According to CNN, Rajoelina claims to head a transitional national government, after taking to the streets a week ago and declaring himself the nation's leader after a week of violence leaving 80 dead and 300 more injured.

"The people need change," Rajoelina said to BBC reporters. "What is Ravalomanana's answer? Shots."


February 1, 2009

Many killed in Kenyan oil fires

More than 100 people were killed Sunday in Kenya after a crashed oil tanker caught fire and exploded.

The BBC reports that around 200 are also injured from the fire. Four policeman attempting to control the crowds were among the victims of the fire, according to CNN.

The explosion occured in a small town in the Rift Valley Province called Molo, CNN reported. The tanker had overturned on the highway, where people gathered to scoop up the spilled oil.
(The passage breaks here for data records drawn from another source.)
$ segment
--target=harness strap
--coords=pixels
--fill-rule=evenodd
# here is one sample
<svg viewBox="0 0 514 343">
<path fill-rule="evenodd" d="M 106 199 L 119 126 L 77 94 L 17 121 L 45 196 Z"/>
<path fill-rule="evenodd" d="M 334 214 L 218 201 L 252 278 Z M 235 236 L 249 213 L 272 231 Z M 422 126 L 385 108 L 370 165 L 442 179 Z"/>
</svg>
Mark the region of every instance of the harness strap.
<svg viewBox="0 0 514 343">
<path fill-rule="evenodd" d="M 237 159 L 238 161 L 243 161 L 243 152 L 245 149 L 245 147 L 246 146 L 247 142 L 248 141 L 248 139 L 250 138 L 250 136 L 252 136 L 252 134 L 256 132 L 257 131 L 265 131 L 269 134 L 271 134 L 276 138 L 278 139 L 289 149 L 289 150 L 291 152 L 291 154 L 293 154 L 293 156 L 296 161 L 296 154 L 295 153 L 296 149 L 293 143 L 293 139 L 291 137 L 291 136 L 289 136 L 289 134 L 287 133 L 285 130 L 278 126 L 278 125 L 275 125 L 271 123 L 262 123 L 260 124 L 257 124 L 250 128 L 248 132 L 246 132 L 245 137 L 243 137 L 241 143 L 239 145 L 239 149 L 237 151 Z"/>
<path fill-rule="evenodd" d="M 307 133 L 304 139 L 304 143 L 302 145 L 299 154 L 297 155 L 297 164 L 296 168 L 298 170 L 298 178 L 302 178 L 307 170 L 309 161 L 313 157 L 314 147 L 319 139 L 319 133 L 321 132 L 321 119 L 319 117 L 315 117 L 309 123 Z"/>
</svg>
They collected and siphoned the oil for over an hour before the fire was lit and the vehicle exploded.

The cause of the fire is at the moment unknown, but some reports have indicated the possibility of a lit cigarrete being the cause, or the fire being set deliberately.


January 31, 2009

Mass Protests in Russia over economy

Thousands protested across Russia Saturday, voicing unrest and frustration with the continually sinking economy.

The protests were of criticism and displeasure over the economic policies and what they call the government's mismanagement of the economy, reported the BBC. The largest of the protests occured in Vladivostok where they called for Prime Minister Vladmir Putin to resign,while in Moscow the police arrested many.

Protests were uncommon to unimaginable after years of economic growth and prosperity among rising oil prices and the increase of government control over all of society. They are a result of growing public anger with the government and fear over what is in their and their country's future.

The BBC reports that the large protest in Vladisvostok was called by the Communist Party and joined by many others upset over the tariffs on foreign imported automobiles, which the city had prospered upon. In Moscow, authorities allowed around one thousand protesters to demonstrate in the capital, where they called for the return of centralized economic policies and chanted "Down with the police state" and "Russia without Putin", according to the New York Times.

The government had at first avoided acknowledging the country's economic downturn, and still has yet to make clear any comprehensive strategy to deal with the increasing unemployment and devaluing of the ruble, despite putting aside billions of dollars to support and bail out struggling banks and companies.

New York Times:

January 21, 2009

Hello :)

Well I am just setting the blog up and making sure everything works. Hello Everyone, my name is Adam.

I would venture to guess that President Obama and his recent inauguration is on a lot of people's minds including my own. In that case and in the spirit of testing the blog, Ill throw a link here to the new White House website that the President and his team have constructed, as I think its an impressive and exciting tool we should use and understand, and is worthwhile being aware of and checking out. They hope for it to be "a central part of President Obama's pledge to make his the most transparent and accountable administration in American history", and we as citizens should utiilze it as a great way to hold him and his administration to just that. Exciting times!